The connection between sensory and sleep

Those with SPD can become dysregulated during the day. They are taking in a variety of sensory input and if they are struggling to process it accurately this can also result in difficulties with self-regulation. This may look like, shutting down, meltdowns, difficulties following directions, etc. 

If a child is dysregulated during the day or leading up to bedtime, we can see how it might be challenging to settle down and fall asleep. 

If you have a seeker they tend to need more sensory input during the day to meet their needs. They may still be trying to fulfill their sensory needs when it’s time for bed, which would make it difficult for them to fall asleep. 

For an avoider, they may be overstimulated by the sensory input they have received during the day. They may feel overwhelmed and dysregulated, again making it difficult to settle down and sleep. 

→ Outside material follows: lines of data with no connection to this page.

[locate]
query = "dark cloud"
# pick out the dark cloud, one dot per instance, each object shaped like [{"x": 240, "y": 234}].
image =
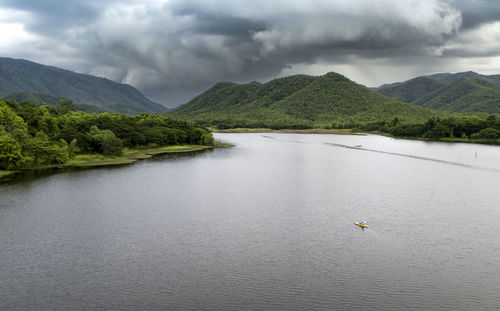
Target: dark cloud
[
  {"x": 172, "y": 50},
  {"x": 477, "y": 12}
]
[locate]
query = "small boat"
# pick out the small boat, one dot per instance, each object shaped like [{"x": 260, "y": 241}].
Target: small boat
[{"x": 361, "y": 224}]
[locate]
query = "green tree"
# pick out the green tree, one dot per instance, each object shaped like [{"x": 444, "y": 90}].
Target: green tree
[
  {"x": 489, "y": 133},
  {"x": 10, "y": 153},
  {"x": 438, "y": 131},
  {"x": 106, "y": 141}
]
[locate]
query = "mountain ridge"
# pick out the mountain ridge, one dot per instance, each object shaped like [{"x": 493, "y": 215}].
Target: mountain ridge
[
  {"x": 459, "y": 92},
  {"x": 20, "y": 75},
  {"x": 297, "y": 99}
]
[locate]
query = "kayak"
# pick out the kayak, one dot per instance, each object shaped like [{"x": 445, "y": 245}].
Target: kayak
[{"x": 357, "y": 223}]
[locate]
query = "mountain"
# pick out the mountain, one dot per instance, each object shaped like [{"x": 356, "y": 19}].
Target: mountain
[
  {"x": 411, "y": 90},
  {"x": 19, "y": 75},
  {"x": 451, "y": 77},
  {"x": 298, "y": 99},
  {"x": 460, "y": 92},
  {"x": 464, "y": 95}
]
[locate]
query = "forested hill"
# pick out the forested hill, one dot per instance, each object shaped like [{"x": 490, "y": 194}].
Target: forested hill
[
  {"x": 459, "y": 92},
  {"x": 412, "y": 89},
  {"x": 18, "y": 75},
  {"x": 295, "y": 101},
  {"x": 34, "y": 136},
  {"x": 464, "y": 95}
]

First understanding your child and their sensory needs will help you better understand how to help them with their sleep. Start here to learn more about SPD and how it affects people differently. 

Once you have an understanding of your child’s sensory needs, develop a sensory diet to perform daily. We always recommend finding an occupational or physical therapist who specializes in SPD to help with this. This is a great first step in assisting them to be more regulated at night time, allowing them to fall asleep easier. 

Sleep suggestions

Other tips to help your child with SPD fall asleep easier. 

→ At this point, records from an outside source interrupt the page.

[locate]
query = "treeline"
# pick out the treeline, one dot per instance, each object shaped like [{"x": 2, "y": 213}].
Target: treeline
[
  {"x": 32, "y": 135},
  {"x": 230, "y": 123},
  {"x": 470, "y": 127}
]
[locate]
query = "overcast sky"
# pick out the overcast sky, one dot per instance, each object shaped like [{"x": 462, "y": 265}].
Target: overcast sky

  • Create a routine. Work to establish a routine around bedtime. Perform the same activities around the same time. After doing this for a period of time, it will start to trigger your child that it is time to settle down and go to sleep. 
  • Keep bedtime and wake-up time as consistent as you can. Going to bed and waking up at the same time daily helps to set your internal clock, which will help to establish a better routine around sleep. 
  • Perform static (still) heavy work such as yoga or stretching.
  • Perform skin brushing or joint compressions.
  • Learn deep breathing and perform nightly as part of the routine. Read more about deep breathing here
  • Look into and possibly get a weighted blanket or compression sheets for your child’s bed.
  • Improve the environment to allow for an easier transition to sleep by lowing lights 1 hour before bedtime, and eliminating screens 1-2 hours before bed. 

There are a lot of things you can do to help your child get better sleep. It will get better but it often takes time to establish new routines around sleep and get your child’s circadian rhythm more balanced. 

Of course, if you’re concerned that other factors are affecting your child’s sleep make sure to talk with their pediatrician.